Structuring the World’s Supply Chain Data
We are the Data Platform Engineering team. We build the digital infrastructure that turns chaotic GPS signals into predictable logistics decisions.
Our Mission
Global logistics is fragmented. A single shipment might pass through a manufacturer’s TMS, a broker’s load board, a carrier’s dispatch system, and a driver’s mobile app. Each system speaks a different language (EDI 214, CSV, JSON, XML).
Our mission is not just to “move data,” but to standardize reality. We ingest millions of events per hour, normalize them into a coherent Event Model, and serve them to downstream applications that route trucks, pay drivers, and predict delays.
Engineering Values
Idempotency is King
Networks fail. Webhooks get retried. EDI files get re-sent. Our pipelines are designed to handle duplicate events gracefully. We rely on distinct “Event IDs” and “State Hashes” to ensure that processing the same message twice never results in double-billing or corrupt metrics.
Schema Evolution, Not Revolution
We maintain backward compatibility. A shipment API contract is a promise. We use Schema Registry to enforce validation, ensuring that a change in the upstream ELD provider format doesn’t break the downstream billing dashboard.
Visibility > Complexity
We prefer simple, observable pipelines over complex “black boxes.” If a truck is shown in the wrong location, a Data Engineer should be able to trace the lineage back to the raw GPS ping in under 5 minutes using our trace headers.
The Stack
We operate a modern Lakehouse architecture.
- Compute: Spark (Databricks) & Flink for streaming.
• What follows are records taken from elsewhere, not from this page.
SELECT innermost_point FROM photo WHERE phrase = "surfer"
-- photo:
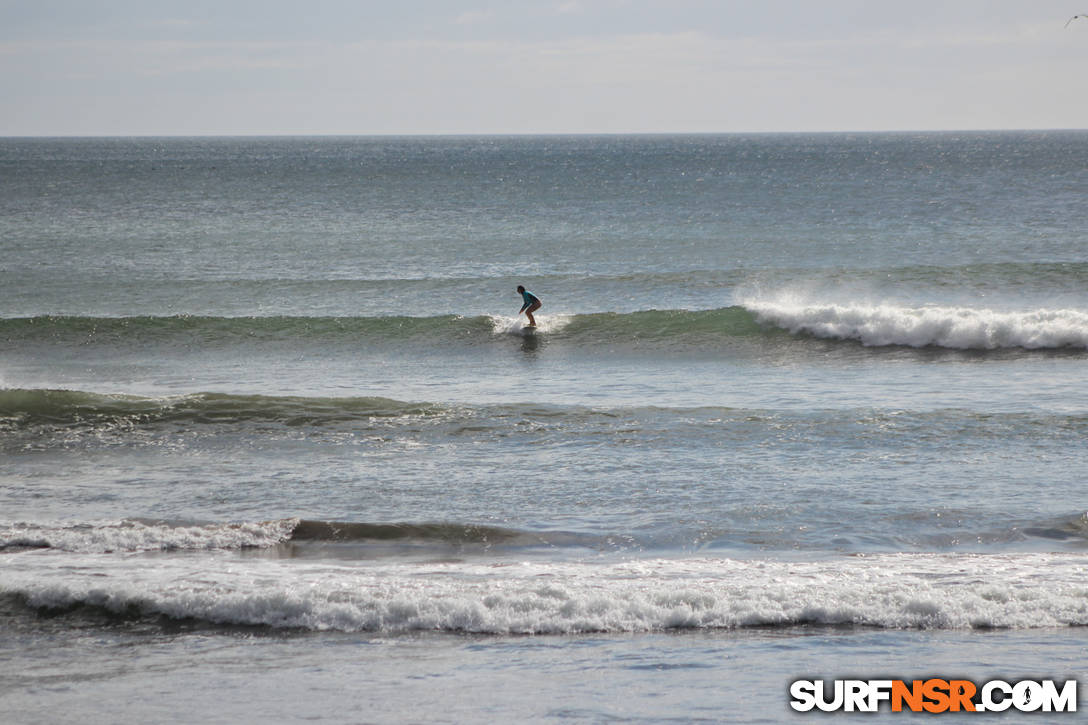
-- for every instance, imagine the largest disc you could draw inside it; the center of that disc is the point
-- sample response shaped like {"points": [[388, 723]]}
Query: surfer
{"points": [[532, 304]]}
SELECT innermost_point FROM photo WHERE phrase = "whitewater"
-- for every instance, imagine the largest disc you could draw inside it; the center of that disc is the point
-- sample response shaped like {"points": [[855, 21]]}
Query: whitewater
{"points": [[796, 406]]}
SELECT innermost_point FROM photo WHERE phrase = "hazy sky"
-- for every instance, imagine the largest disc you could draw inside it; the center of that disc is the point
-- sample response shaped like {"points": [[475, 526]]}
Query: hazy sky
{"points": [[457, 66]]}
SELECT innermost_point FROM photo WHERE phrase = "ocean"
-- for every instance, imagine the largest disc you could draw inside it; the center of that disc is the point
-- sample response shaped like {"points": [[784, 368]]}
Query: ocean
{"points": [[276, 446]]}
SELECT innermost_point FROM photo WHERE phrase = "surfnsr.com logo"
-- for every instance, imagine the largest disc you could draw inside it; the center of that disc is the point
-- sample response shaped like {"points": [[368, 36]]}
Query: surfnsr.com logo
{"points": [[934, 695]]}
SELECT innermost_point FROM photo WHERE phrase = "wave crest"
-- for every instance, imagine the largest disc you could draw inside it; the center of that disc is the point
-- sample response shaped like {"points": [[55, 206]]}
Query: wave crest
{"points": [[956, 328]]}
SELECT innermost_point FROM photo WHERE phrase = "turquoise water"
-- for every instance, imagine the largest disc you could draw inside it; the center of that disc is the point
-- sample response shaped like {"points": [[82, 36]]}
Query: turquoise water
{"points": [[795, 404]]}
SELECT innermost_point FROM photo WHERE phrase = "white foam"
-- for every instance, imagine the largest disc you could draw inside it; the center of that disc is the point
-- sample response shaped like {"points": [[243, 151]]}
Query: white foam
{"points": [[888, 591], [960, 328], [133, 536]]}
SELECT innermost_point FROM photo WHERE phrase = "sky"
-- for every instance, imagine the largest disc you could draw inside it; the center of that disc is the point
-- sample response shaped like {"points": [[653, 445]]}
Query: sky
{"points": [[78, 68]]}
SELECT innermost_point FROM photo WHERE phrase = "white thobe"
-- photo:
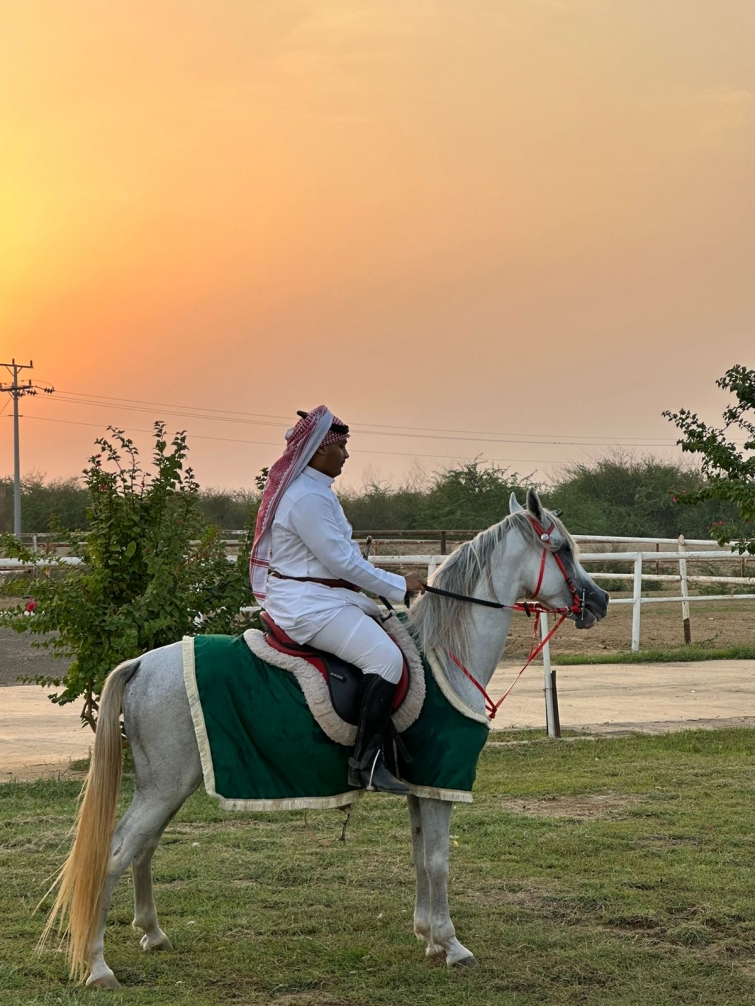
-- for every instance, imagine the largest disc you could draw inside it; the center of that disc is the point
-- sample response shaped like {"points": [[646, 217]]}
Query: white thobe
{"points": [[311, 537]]}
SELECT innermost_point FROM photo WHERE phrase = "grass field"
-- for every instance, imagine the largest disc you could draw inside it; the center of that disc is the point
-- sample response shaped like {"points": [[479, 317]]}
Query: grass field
{"points": [[611, 871]]}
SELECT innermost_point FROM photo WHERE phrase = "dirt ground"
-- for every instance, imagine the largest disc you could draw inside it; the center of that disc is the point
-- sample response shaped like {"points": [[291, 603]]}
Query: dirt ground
{"points": [[18, 658], [715, 623], [38, 738]]}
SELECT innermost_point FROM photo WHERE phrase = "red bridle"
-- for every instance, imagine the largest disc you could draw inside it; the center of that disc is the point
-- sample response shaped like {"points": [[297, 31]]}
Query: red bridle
{"points": [[537, 609]]}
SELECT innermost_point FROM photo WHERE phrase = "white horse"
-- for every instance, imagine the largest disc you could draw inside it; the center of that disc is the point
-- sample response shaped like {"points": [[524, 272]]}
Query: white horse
{"points": [[530, 552]]}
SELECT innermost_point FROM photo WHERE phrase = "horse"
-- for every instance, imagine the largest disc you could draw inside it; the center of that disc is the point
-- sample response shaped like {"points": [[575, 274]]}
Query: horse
{"points": [[529, 554]]}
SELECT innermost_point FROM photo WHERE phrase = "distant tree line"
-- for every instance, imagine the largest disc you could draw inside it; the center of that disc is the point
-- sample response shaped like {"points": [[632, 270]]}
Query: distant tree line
{"points": [[614, 495]]}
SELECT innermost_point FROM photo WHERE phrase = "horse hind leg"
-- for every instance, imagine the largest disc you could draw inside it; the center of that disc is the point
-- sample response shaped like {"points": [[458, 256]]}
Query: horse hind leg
{"points": [[145, 910], [141, 826]]}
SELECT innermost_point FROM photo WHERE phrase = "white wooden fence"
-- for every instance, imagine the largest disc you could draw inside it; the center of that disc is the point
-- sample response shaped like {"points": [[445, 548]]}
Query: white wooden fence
{"points": [[683, 552], [648, 552]]}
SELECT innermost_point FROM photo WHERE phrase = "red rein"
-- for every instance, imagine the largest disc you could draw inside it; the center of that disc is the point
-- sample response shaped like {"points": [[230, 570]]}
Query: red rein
{"points": [[537, 609]]}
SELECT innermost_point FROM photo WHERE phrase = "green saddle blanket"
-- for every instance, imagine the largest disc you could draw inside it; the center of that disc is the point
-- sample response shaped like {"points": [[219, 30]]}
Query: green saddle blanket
{"points": [[262, 749]]}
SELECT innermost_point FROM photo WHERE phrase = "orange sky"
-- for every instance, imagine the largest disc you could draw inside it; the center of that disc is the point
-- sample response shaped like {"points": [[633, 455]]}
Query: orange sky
{"points": [[533, 218]]}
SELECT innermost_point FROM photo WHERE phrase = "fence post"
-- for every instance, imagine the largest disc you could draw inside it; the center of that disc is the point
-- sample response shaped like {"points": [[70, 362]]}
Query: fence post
{"points": [[685, 592], [636, 601], [549, 682]]}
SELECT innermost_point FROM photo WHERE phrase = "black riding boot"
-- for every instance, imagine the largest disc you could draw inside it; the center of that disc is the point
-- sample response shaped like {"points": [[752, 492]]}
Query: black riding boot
{"points": [[367, 769]]}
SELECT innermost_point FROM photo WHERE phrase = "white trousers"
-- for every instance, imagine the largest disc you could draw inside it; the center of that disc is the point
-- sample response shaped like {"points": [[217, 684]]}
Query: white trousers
{"points": [[359, 640]]}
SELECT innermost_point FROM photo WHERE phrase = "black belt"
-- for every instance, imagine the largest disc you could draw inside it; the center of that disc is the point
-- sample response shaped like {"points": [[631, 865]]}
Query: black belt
{"points": [[317, 579]]}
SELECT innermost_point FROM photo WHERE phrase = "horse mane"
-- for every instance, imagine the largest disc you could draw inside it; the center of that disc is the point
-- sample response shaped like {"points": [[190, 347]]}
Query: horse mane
{"points": [[442, 623]]}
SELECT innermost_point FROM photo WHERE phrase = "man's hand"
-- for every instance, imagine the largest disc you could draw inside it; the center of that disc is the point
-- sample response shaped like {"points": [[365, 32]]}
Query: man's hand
{"points": [[415, 582]]}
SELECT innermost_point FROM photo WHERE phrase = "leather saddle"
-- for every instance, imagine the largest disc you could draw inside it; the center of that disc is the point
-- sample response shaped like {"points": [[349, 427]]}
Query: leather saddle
{"points": [[342, 679]]}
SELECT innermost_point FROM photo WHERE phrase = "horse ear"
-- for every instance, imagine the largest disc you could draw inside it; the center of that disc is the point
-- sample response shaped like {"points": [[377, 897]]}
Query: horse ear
{"points": [[534, 505]]}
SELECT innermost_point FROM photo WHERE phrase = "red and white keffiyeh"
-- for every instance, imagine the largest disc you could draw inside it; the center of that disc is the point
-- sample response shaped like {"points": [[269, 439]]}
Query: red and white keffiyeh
{"points": [[302, 441]]}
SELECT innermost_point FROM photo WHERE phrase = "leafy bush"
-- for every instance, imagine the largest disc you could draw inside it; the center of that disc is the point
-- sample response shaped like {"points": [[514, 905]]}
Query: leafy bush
{"points": [[143, 582], [728, 466]]}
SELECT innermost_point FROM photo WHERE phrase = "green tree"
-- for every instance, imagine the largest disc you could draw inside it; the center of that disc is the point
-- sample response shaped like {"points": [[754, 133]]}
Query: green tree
{"points": [[472, 496], [728, 461], [152, 569], [627, 496]]}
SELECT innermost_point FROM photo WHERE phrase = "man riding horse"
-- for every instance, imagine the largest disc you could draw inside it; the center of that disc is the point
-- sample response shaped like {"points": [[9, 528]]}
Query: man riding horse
{"points": [[309, 574]]}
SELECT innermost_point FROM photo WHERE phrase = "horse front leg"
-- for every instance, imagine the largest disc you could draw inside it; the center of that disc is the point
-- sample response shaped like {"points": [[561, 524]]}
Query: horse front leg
{"points": [[436, 825], [422, 915]]}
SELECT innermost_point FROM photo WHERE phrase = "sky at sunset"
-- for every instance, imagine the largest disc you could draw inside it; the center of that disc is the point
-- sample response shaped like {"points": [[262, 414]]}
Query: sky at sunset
{"points": [[513, 229]]}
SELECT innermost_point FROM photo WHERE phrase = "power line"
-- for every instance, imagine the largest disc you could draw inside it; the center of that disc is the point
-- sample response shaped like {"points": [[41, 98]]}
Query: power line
{"points": [[187, 411], [16, 391], [237, 440]]}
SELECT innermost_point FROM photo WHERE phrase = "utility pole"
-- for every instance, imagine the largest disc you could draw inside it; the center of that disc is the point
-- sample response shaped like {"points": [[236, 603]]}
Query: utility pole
{"points": [[17, 391]]}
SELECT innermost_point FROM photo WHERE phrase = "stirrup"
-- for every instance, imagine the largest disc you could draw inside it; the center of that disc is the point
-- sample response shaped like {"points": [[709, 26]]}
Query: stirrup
{"points": [[383, 781]]}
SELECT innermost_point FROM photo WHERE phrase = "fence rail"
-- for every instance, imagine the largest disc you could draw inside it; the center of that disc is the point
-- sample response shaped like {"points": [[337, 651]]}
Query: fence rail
{"points": [[702, 551]]}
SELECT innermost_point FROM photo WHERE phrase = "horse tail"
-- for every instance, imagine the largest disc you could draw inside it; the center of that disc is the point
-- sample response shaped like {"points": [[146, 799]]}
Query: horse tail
{"points": [[81, 882]]}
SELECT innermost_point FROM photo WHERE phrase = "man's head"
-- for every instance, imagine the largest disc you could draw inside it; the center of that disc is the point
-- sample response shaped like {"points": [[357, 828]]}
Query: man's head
{"points": [[330, 458], [331, 455]]}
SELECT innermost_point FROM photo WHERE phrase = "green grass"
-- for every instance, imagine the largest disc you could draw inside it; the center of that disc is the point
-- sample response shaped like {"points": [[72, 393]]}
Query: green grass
{"points": [[609, 871], [685, 653]]}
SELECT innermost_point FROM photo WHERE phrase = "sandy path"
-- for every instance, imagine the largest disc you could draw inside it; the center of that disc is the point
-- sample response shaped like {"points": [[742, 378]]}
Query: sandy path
{"points": [[38, 738], [604, 698]]}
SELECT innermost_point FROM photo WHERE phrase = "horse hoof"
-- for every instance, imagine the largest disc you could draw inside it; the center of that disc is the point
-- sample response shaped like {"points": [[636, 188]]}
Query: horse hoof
{"points": [[159, 942], [105, 981], [464, 962]]}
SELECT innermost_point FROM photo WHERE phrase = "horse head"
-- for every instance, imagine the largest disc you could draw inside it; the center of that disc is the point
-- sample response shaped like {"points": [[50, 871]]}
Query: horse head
{"points": [[548, 565]]}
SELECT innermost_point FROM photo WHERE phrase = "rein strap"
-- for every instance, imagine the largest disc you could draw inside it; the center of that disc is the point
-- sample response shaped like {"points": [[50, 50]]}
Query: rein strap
{"points": [[576, 608]]}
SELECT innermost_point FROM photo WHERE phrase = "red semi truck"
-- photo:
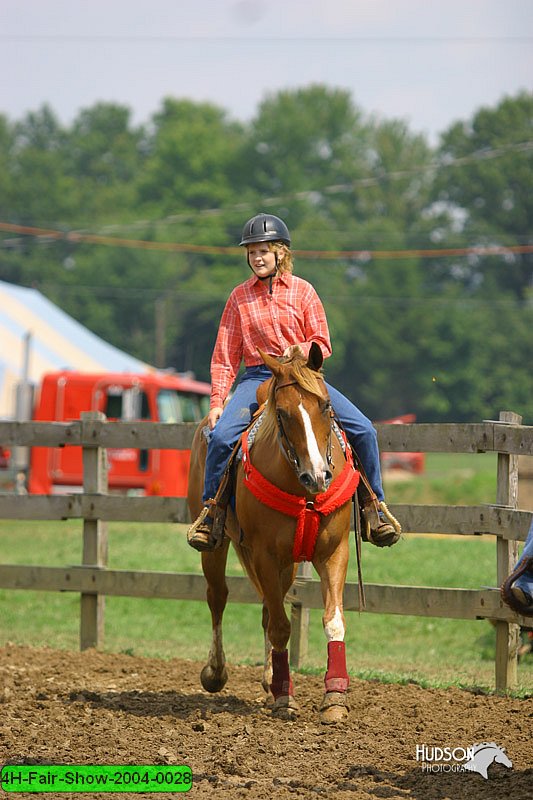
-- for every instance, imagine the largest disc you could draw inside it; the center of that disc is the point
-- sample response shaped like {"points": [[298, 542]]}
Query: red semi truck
{"points": [[159, 397]]}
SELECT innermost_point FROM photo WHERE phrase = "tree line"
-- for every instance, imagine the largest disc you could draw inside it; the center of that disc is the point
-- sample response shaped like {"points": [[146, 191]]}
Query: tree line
{"points": [[422, 255]]}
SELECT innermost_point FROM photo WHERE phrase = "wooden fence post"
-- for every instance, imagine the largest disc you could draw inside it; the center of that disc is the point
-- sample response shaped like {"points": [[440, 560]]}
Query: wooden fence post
{"points": [[299, 640], [507, 634], [92, 606]]}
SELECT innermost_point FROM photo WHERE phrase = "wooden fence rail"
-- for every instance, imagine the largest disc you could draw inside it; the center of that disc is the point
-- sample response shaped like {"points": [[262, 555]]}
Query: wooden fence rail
{"points": [[95, 507]]}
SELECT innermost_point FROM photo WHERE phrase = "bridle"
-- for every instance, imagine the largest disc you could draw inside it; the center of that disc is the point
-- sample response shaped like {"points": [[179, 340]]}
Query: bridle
{"points": [[288, 450]]}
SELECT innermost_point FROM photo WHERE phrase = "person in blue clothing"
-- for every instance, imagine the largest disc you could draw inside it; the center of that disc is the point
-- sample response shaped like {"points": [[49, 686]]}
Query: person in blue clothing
{"points": [[517, 590]]}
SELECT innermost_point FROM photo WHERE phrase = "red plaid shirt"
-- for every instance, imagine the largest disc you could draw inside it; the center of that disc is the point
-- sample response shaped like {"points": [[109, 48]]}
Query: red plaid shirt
{"points": [[255, 318]]}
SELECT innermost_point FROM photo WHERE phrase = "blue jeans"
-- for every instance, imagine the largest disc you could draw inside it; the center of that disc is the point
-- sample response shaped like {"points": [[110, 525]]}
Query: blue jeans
{"points": [[525, 581], [237, 415]]}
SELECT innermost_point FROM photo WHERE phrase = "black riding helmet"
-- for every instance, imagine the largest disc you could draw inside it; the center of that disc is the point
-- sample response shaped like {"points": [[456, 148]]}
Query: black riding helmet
{"points": [[265, 228]]}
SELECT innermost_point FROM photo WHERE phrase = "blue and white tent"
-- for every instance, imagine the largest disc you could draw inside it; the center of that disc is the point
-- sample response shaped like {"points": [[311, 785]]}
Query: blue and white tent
{"points": [[57, 342]]}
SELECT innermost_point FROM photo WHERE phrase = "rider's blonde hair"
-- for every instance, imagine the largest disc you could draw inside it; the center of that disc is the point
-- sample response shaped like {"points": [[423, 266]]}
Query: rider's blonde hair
{"points": [[284, 256]]}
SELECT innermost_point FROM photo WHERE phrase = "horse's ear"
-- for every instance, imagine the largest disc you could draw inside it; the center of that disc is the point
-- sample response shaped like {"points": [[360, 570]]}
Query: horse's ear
{"points": [[271, 362], [315, 358]]}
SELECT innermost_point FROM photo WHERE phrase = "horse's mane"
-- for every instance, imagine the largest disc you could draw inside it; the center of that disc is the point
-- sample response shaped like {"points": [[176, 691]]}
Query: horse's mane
{"points": [[308, 379]]}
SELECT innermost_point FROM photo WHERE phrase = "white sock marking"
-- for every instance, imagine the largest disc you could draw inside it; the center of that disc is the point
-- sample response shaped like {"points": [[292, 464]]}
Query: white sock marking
{"points": [[334, 629]]}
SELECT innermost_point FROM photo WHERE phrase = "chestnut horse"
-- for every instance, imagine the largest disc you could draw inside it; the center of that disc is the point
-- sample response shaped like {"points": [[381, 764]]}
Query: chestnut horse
{"points": [[298, 463]]}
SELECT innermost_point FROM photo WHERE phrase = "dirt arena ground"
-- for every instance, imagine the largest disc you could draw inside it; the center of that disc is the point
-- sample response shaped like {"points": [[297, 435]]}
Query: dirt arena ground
{"points": [[62, 707]]}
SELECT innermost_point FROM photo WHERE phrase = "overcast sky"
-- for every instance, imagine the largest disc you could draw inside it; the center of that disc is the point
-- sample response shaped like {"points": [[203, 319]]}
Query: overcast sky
{"points": [[429, 62]]}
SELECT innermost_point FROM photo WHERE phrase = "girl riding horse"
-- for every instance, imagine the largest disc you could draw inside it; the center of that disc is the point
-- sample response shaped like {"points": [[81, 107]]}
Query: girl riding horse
{"points": [[281, 314]]}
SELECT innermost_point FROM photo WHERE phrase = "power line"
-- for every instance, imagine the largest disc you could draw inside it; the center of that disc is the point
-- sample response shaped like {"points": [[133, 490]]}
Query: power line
{"points": [[161, 38], [75, 237], [445, 162]]}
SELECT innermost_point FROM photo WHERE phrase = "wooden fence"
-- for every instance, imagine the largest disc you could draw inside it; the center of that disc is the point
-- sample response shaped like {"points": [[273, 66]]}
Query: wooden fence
{"points": [[93, 580]]}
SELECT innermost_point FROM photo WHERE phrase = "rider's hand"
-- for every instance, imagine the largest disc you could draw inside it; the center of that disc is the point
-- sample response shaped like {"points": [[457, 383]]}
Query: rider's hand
{"points": [[292, 350], [213, 417]]}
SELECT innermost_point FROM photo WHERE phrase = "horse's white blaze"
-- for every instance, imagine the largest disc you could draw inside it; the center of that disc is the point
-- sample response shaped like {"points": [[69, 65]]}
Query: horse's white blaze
{"points": [[317, 462], [334, 629]]}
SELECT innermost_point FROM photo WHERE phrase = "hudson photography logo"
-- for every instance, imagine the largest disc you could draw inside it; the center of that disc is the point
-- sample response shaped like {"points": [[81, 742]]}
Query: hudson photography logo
{"points": [[476, 758]]}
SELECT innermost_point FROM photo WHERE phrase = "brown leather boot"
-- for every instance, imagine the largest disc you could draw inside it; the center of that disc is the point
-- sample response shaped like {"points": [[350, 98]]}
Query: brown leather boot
{"points": [[200, 534]]}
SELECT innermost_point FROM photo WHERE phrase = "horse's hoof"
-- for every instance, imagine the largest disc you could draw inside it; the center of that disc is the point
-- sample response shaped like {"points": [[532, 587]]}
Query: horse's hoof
{"points": [[334, 708], [285, 707], [213, 680]]}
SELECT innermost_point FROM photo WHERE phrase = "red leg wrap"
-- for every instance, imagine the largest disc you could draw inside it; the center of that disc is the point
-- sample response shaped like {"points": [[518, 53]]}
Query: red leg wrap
{"points": [[336, 679], [281, 679]]}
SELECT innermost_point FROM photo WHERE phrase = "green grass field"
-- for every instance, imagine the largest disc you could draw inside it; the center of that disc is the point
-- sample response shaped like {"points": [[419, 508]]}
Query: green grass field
{"points": [[388, 647]]}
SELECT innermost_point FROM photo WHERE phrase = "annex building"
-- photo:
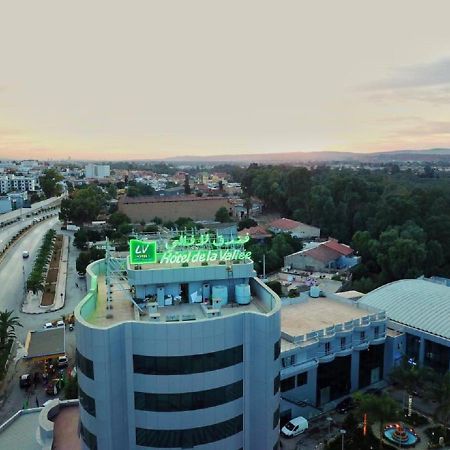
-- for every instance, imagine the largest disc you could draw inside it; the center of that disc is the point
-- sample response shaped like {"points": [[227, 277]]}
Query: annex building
{"points": [[178, 347]]}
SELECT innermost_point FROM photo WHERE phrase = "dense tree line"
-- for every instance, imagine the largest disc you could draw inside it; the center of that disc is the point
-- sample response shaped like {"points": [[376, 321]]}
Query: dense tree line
{"points": [[399, 222]]}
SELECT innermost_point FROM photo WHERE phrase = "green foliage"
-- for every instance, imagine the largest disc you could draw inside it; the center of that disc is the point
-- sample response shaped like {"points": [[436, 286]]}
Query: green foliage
{"points": [[49, 182], [84, 205], [247, 223], [8, 324], [397, 221], [36, 280], [275, 286], [117, 218], [222, 215]]}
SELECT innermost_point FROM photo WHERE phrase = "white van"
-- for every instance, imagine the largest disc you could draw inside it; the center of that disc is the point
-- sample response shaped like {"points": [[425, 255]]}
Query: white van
{"points": [[295, 427]]}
- Storage: Delta Lake on S3.
- Orchestration: Airflow.
- Quality: Great Expectations.
- IaC: Terraform.
Team Topology
We are organized into “Stream-Aligned Teams.” The Ingestion Team focuses on high-throughput connectivity with carriers. The Data Modeling Team curates the silver/gold tables. The Platform Team builds the underlying tooling (CI/CD, Observability) that empowers the other teams to move fast.